Abiding in Christ - The Vine and the Branches
Abiding in Christ: The Vine and the Branches (John 15:1-7)
God desires reality and vitality in His relationship with believers. Such real, lively Christian living requires a daily intimacy and a conscious fellowship with the risen Christ. The Christian life is by no means merely a past transaction for forgiveness. It is a daily intimacy with the Source of life. The outcome of conscious, continuous contact with Christ Jesus is called "fruit." That "fruit" represents every aspect of inward character and outward conduct which grows naturally from moment-by-moment contact with Christ. The Lord Jesus give us illustration and instruction in order to understand.
The Lord Jesus Gives Us an Illustration of Fruitfulness
Using that which is familiar from His world, the Lord presents a vine, its branches, and the Gardener. Behind these images stands Jesus, the believer, and God the Father.
We understand the identify of the Vine. "I am the true vine." This is a word of exclusivity. Jesus Himself alone is that great Source for the Christian. It excludes all other sources, even the church itself. This is also the language of Deity. Only God can say such things. No apostle or Christian would dare say to other believers, "I am the vine." Only the great I AM can claim to be the source of life for millions and for me. This is a word about intimacy. Our union of connection with Jesus is like that of shoots on a grapevine. Earlier Jesus claimed to be the Living Water and the Bread of Life. Yet bread must be eaten and water must be drunk. To be a branch in the vine is even more intimate than that. A branch draws its life by simply abiding, connecting with the Source.

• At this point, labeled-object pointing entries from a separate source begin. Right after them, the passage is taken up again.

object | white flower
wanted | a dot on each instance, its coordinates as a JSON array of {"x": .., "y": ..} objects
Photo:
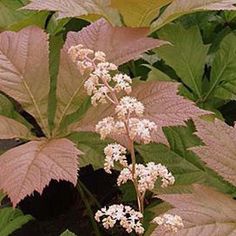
[
  {"x": 90, "y": 84},
  {"x": 100, "y": 96},
  {"x": 125, "y": 215},
  {"x": 100, "y": 56},
  {"x": 146, "y": 176},
  {"x": 74, "y": 52},
  {"x": 170, "y": 222},
  {"x": 105, "y": 127},
  {"x": 103, "y": 68},
  {"x": 114, "y": 152},
  {"x": 123, "y": 82},
  {"x": 127, "y": 106},
  {"x": 141, "y": 129}
]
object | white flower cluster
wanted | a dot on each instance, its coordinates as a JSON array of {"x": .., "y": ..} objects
[
  {"x": 147, "y": 176},
  {"x": 114, "y": 152},
  {"x": 170, "y": 222},
  {"x": 85, "y": 58},
  {"x": 98, "y": 84},
  {"x": 125, "y": 215},
  {"x": 127, "y": 106},
  {"x": 139, "y": 129}
]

Note the word of reality: "I am the true vine." Jesus is the true, ideal, and real vine. The symbol of Old Testament Israel was the vine. A guilded vine was carved into the front of the temple. Yet Israel had failed to produce the fruit God expected (Jer. 2:21) in spite of every divine advantage (Isa. 5:1-7). Jesus fulfills where Israel failed. He also is the true vine in the sense that only He gives true, heavenly life.
We understand the identity of the branches: "you are the branches." The believer is a shoot or branch of the vine. The emphasis rests on the Vine, not on the branches. The responsibility of the believer is to remain in the vine. In the natural world the branch does not consciously decide to remain. In the spiritual world, the Christian makes a constant choice to remain in Christ.

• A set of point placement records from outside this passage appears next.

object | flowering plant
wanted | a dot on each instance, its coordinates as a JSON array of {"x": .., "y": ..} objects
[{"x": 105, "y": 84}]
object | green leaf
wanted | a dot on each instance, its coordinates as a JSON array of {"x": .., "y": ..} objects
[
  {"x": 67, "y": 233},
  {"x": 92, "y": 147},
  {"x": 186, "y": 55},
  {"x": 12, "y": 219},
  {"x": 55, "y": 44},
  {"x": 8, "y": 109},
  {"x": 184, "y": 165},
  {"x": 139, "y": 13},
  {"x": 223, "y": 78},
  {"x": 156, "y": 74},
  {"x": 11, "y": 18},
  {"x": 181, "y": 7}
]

We understand the identity of the Gardener: "my Father is the gardener." The identity of the vinedresser is God Himself. He is the husbandman, cultivator, and gardener. The activity of the Gardener is to remove fruitless shoots and to prune those that are fruitful.
There is a destructive activity of removal: "He cuts off every branch in me that bears no fruit" (v. 2). This does not refer to genuine Christians. It does refer to superficial followers such as Judas. In February and March the gardener cut away those branches that would never be fruitful. There is a constructive activity of improvement "every branch that does bear fruit he prunes so that it will be even more fruitful." In August, the vinedresser pinches off some shoots so that nourishment may go to other shoots. So God purges, cleanses, and prunes the life of His own (Heb. 12:6). The agency of God's cleansing is His Word. God removes by loss of that which takes spiritual life.

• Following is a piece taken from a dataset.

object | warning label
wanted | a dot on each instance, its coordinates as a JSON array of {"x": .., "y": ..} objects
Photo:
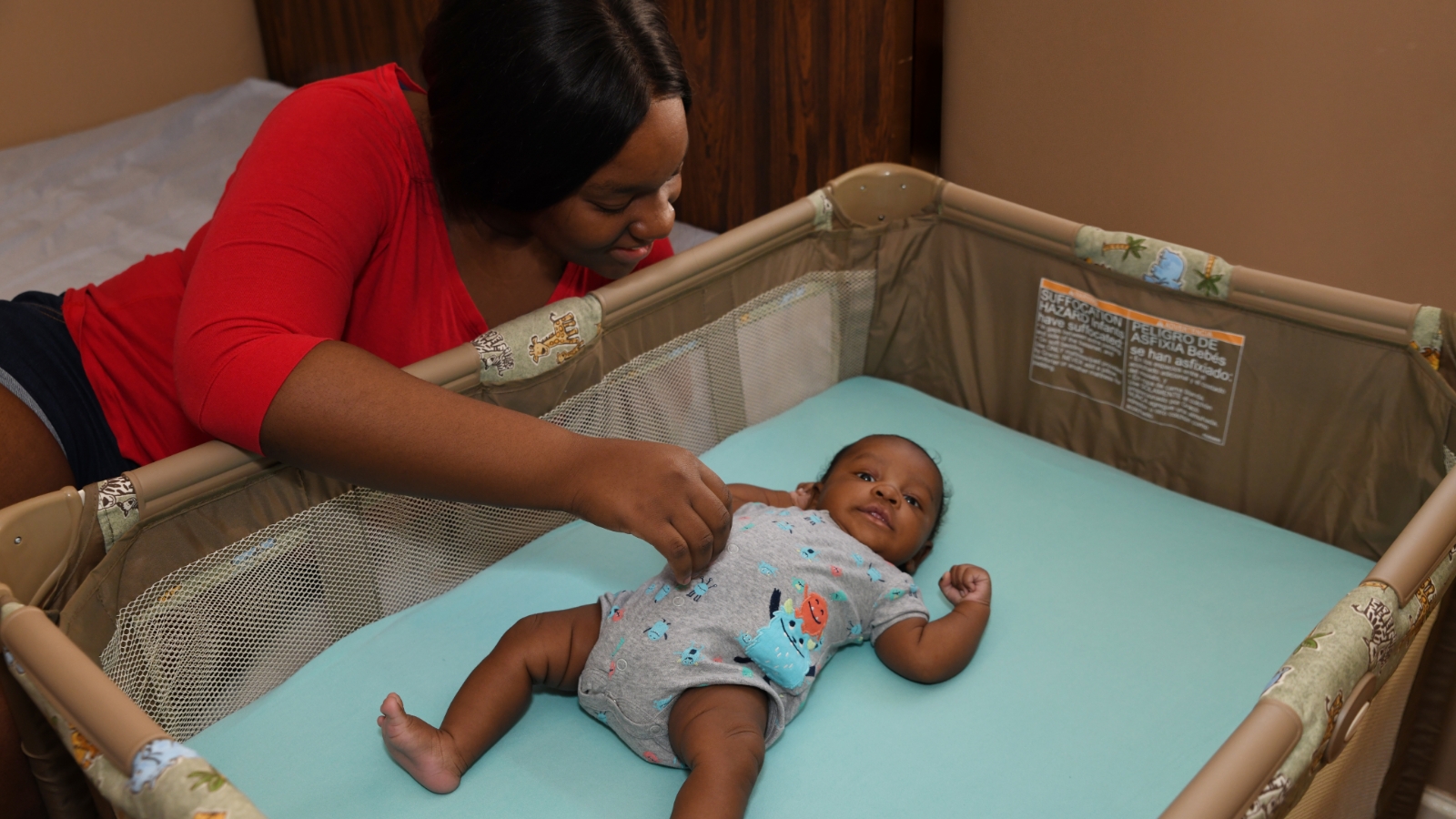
[{"x": 1169, "y": 373}]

The Lord Jesus Gives Us Instruction About Fruitfulness
His instruction is a command: "Remain in me." The Christian life is not static. The Lord Jesus gives us the encouragement that while we abide in Him He most certainly will abide in us. This abiding is an act of will. It is a conscious, continual contact with the great Source. It certainly includes constant contact with His word. It means to be at home in Christ.
His instruction is a concept: "No branch can bear fruit by itself; it must remain in the vine." Here Jesus weaves together His illustration and His instruction. A branch must draw its life from the sap in the vine. Jesus repeatedly stated that He drew His life from the Father: "I tell you the truth, the Son can do nothing by himself; he can do only what he sees his Father doing" (John 5:19). "Apart from me you can do nothing." However successful or sensational a ministry or church may be, that only is real which comes from abiding in Christ. The nature of Christian success is not first of all mere empty activisim; it is abiding in contact with Christ.
His instruction is a concern: "he will bear much fruit." Christ wants to see fruit. That is a quality of character (Gal. 5:22-23), a life of praise to God (Heb. 13:15), and the extension of divine life to others through our lives (John 4:36). The fruit which comes from abiding is our inward character and outward conduct.
His instruction relates to a consequence: "ask whatever you wish, and it will be given you" (v. 7). The life that abides in Christ finds its will coinciding with His will. When we are so saturated with His words that they shape all of life, our prayers will reflect back to Him His own will and word. Every such prayer will be answered.
The secret to fruit bearing is abiding in Christ. This is not first effort, but relationship. Are you in the Vine?